I know I'm not the only one here who wants to know how to optimize images for facebook. Although a popular website for people, the site is photographer unfriendly, and often makes the quality of my pictures look very mediocre. Anyone know what the best LR or photoshop settings/dpi/anything is the best way to get best quality out of images on facebook? I'd be curious to know. thanks.


----------



## Kerbouchard (Dec 8, 2011)

The biggest factor, IMO, is to not let facebook resize the photo for you.  
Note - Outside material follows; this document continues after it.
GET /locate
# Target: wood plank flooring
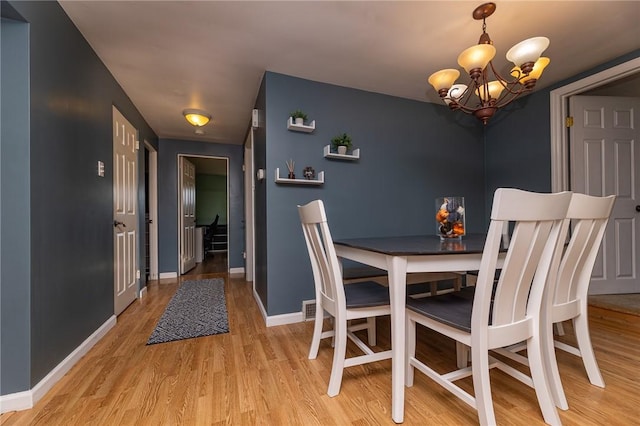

I think the max used to be 800, so I always resize to about 795.  Had some issues with sizing it to 800 in the past, so took a few off and it seems to have worked a lot better.  Also, after you resize, you should be sharpening each photo appropriately.


----------



## MLeeK (Dec 8, 2011)

Here's a blog entry about sharpening for facebook  Sharpen for Facebook Tutorial and Action | ClickinMoms


----------



## MTVision (Dec 8, 2011)

http://www.mcpactions.com/actions/try-me.html

Free Facebook action for resizing/sharpening.


----------



## MTVision (Dec 8, 2011)

MTVision said:
			
		

> http://www.mcpactions.com/actions/try-me.html
> 
> Free Facebook action for resizing/sharpening.



Suppose to be free photoshop action for resizing/sharpening for Facebook


----------



## Tor (Dec 9, 2011)

I usually just export out of Lightroom, using a facebook plugin to resize / sharpen. Might be easier.


----------



## jwbryson1 (Dec 9, 2011)

Tor said:


> I usually just export out of Lightroom, using a facebook plugin to resize / sharpen. Might be easier.



I was going to ask about LR3 as I do not own Photoshop.  I am not familiar, however, with LR3 plugins.  Can somebody explain to me how they work and how I find them?  Thanks.


----------



## Robin Usagani (Dec 9, 2011)

Size it to 720 pixel wide max (not sure with portrait orientation), upload to facebook with high resolution clicked.


----------



## DiskoJoe (Dec 9, 2011)

Schwettylens said:


> Size it to 720 pixel wide max (not sure with portrait orientation), upload to facebook with high resolution clicked.



This and buy noise reduction software.


----------